The Oria /eu/ is a river in the Basque Country at the north of the Iberian Peninsula. It's one of a series of Basque rivers flowing into the Bay of Biscay (Atlantic basin) and the main river of the province Gipuzkoa in volume (25.6 m^{3}/s), length (75 km) and basin (882.5 km^{2}), the main feature of these rivers aligned south to north being their shortness. The maximum elevation at the source is 1,260 m, while at its lowest height the tidal influence extends inland up to Usurbil (estuary). On this final stretch, many marsh and wetland strips dotted the banks of the Oria, although some of them have been drained for agricultural and building purposes.

The river rises at the south of the municipality of Zegama near the hamlet of Otzaurte and the San Adrian tunnel, harvesting the waters of the north-eastern side of the mountain range Aizkorri, so the river results from the merging of several streams. The first town it crosses is the very nucleus of Zegama, with other major towns of Gipuzkoa being located on the river, e.g. Beasain, Ordizia, Tolosa, Andoain, Lasarte-Oria, Usurbil and finally Orio at the mouth. From Lasarte-Oria to Orio, the sinuous and traffic laden coastal road N-634 winds along.

The Oria is a central river and an important axis for the province of Gipuzkoa. The major road A-1 (European route E-5 E-80) runs along the Oria most of the time, as well as the Spanish Northern Railway, right from its rise on the slopes of Aizkorri. Its watershed holds a population of 128,000 inhabitants, most of the lowland being heavily inhabited, while the area of its southernmost stretch is sparsely populated.

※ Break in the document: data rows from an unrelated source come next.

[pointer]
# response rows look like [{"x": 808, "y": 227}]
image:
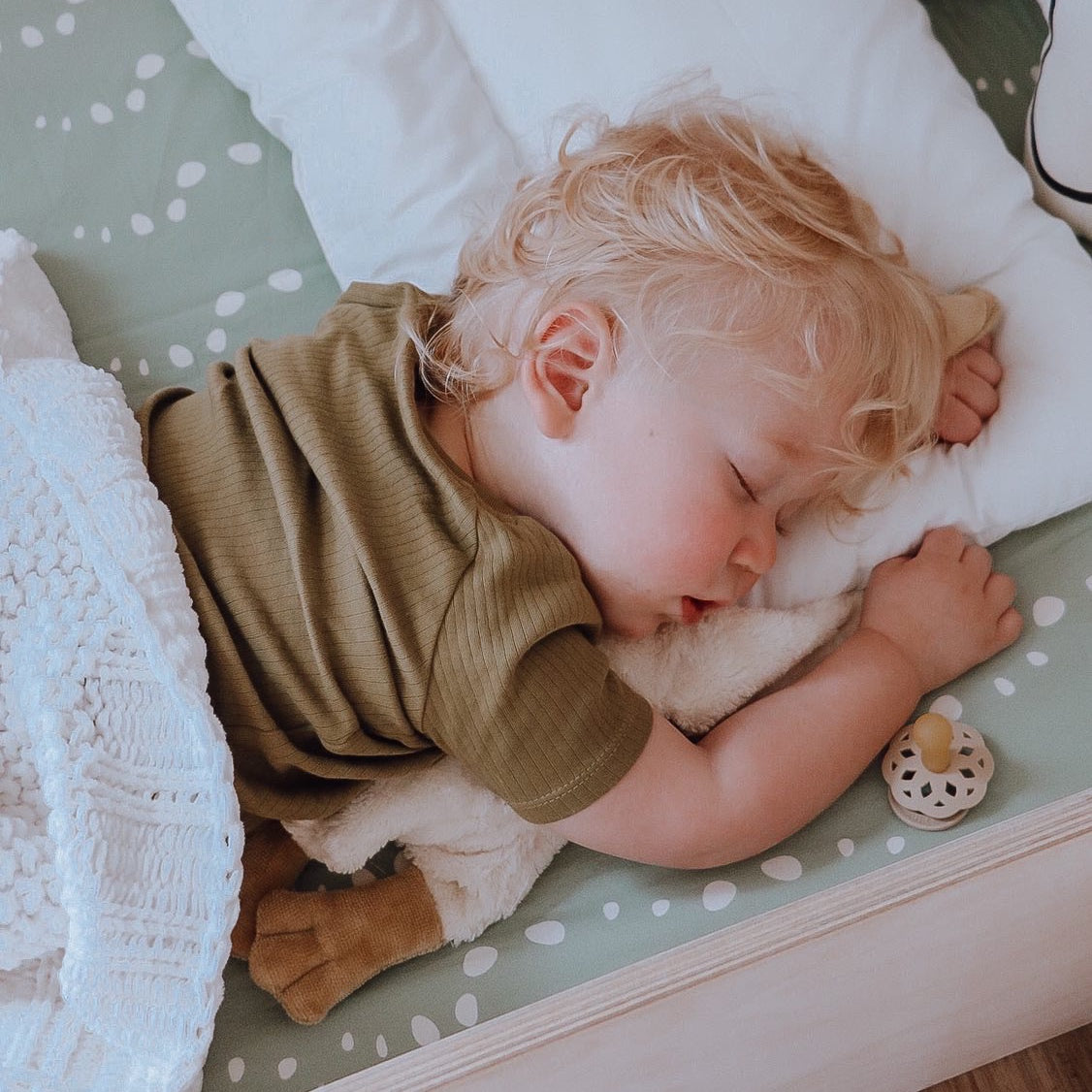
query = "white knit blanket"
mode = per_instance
[{"x": 119, "y": 830}]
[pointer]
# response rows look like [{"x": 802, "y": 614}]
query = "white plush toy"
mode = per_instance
[{"x": 471, "y": 858}]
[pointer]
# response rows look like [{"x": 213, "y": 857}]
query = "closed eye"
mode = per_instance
[
  {"x": 745, "y": 485},
  {"x": 743, "y": 482}
]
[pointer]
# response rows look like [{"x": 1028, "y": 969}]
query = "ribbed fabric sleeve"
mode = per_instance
[{"x": 363, "y": 604}]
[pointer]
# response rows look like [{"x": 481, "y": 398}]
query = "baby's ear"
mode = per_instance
[{"x": 571, "y": 356}]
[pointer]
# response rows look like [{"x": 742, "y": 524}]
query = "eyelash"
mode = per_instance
[{"x": 779, "y": 528}]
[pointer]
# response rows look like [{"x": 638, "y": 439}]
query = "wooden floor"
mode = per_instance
[{"x": 1059, "y": 1065}]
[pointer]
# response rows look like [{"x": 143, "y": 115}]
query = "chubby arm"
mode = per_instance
[{"x": 773, "y": 765}]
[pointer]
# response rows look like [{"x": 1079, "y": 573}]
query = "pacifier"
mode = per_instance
[{"x": 936, "y": 771}]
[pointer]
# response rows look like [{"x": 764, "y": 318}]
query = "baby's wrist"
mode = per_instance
[{"x": 893, "y": 658}]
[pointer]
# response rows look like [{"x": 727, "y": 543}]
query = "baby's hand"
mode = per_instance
[
  {"x": 969, "y": 393},
  {"x": 944, "y": 607}
]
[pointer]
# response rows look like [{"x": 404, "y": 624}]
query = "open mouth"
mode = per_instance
[{"x": 695, "y": 609}]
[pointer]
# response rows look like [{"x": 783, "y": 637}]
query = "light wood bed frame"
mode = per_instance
[{"x": 889, "y": 982}]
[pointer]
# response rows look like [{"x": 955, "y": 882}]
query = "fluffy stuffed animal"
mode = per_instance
[{"x": 471, "y": 858}]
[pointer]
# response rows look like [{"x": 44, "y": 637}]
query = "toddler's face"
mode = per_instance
[{"x": 678, "y": 487}]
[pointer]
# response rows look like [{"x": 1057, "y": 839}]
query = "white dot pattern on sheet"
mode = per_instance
[
  {"x": 722, "y": 900},
  {"x": 510, "y": 949}
]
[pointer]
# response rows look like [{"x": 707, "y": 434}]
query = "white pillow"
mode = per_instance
[
  {"x": 33, "y": 323},
  {"x": 401, "y": 122}
]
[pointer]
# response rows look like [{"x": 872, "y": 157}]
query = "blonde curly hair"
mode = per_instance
[{"x": 695, "y": 227}]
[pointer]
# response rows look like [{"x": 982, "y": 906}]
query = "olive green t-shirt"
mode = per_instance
[{"x": 365, "y": 606}]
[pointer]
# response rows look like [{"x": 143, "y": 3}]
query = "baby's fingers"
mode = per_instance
[{"x": 1002, "y": 592}]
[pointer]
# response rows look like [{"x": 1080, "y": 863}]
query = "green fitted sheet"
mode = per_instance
[{"x": 167, "y": 222}]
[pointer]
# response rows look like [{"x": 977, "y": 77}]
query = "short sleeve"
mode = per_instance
[{"x": 519, "y": 691}]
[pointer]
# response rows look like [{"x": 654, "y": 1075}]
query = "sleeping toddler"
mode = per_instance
[{"x": 403, "y": 533}]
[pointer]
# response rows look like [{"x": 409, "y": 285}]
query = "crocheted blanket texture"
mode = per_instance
[{"x": 119, "y": 830}]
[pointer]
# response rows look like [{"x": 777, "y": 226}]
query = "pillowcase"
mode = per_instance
[
  {"x": 33, "y": 323},
  {"x": 406, "y": 117}
]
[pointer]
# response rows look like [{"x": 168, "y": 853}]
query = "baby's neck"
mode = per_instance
[{"x": 447, "y": 425}]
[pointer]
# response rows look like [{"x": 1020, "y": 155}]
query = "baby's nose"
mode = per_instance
[{"x": 756, "y": 548}]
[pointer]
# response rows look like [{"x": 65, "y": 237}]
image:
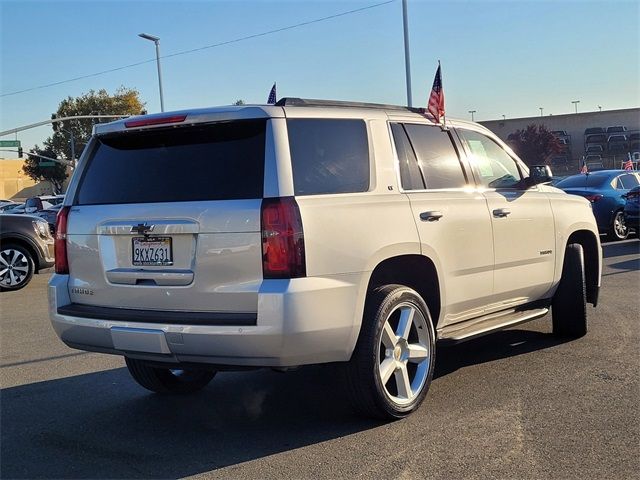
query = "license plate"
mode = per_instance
[{"x": 151, "y": 251}]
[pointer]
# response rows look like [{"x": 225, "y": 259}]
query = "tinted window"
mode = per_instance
[
  {"x": 627, "y": 182},
  {"x": 221, "y": 161},
  {"x": 495, "y": 166},
  {"x": 410, "y": 176},
  {"x": 582, "y": 181},
  {"x": 328, "y": 156},
  {"x": 437, "y": 157}
]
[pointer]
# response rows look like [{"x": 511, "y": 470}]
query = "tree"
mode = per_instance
[
  {"x": 535, "y": 144},
  {"x": 55, "y": 174},
  {"x": 123, "y": 102}
]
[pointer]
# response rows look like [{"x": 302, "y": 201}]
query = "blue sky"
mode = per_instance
[{"x": 498, "y": 57}]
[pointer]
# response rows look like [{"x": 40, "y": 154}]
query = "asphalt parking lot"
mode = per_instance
[{"x": 515, "y": 404}]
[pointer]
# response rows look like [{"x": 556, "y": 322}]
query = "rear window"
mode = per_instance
[
  {"x": 582, "y": 181},
  {"x": 221, "y": 161},
  {"x": 328, "y": 156}
]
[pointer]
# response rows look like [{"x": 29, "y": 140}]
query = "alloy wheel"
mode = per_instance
[
  {"x": 404, "y": 354},
  {"x": 14, "y": 267}
]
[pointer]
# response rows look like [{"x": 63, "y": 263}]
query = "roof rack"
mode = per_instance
[{"x": 309, "y": 102}]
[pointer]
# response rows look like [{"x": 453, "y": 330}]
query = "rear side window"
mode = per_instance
[
  {"x": 221, "y": 161},
  {"x": 328, "y": 156},
  {"x": 437, "y": 157}
]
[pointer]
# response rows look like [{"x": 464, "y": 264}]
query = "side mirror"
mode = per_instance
[
  {"x": 33, "y": 204},
  {"x": 539, "y": 174}
]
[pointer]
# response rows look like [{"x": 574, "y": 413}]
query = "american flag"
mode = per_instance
[
  {"x": 272, "y": 95},
  {"x": 436, "y": 100}
]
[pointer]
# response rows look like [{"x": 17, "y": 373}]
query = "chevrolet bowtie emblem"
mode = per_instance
[{"x": 142, "y": 229}]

==Environmental condition and fauna==
The banks of the river were intensely industrialized starting in the middle of the 19th century and later; the river grew conspicuously polluted up to the 1980s, with almost all its river fauna becoming extinct. At that point, its environmental situation began to revert, the river showing currently a healthy condition. There exists an unstable trout population downstream of Andoain, while other fish prevail and remain steady, i.e. Cyprinidae such as barbel (Barbus graellsi), ezkailu (Phoxinus phoxinus) and ray-finned fish (Chondrostoma toxostoma arrigonis). A stretch of the estuary by the village Aginaga is known for its baby eels, bred and harvested for human consumption before they grow up, providing for a much appreciated and dearly paid delicacy, while they were totally neglected just some decades ago.

==Main tributaries==
There are several streams and small rivers flowing into the Oria. The main tributaries are Leitzaran in Andoain and Araxes in Tolosa.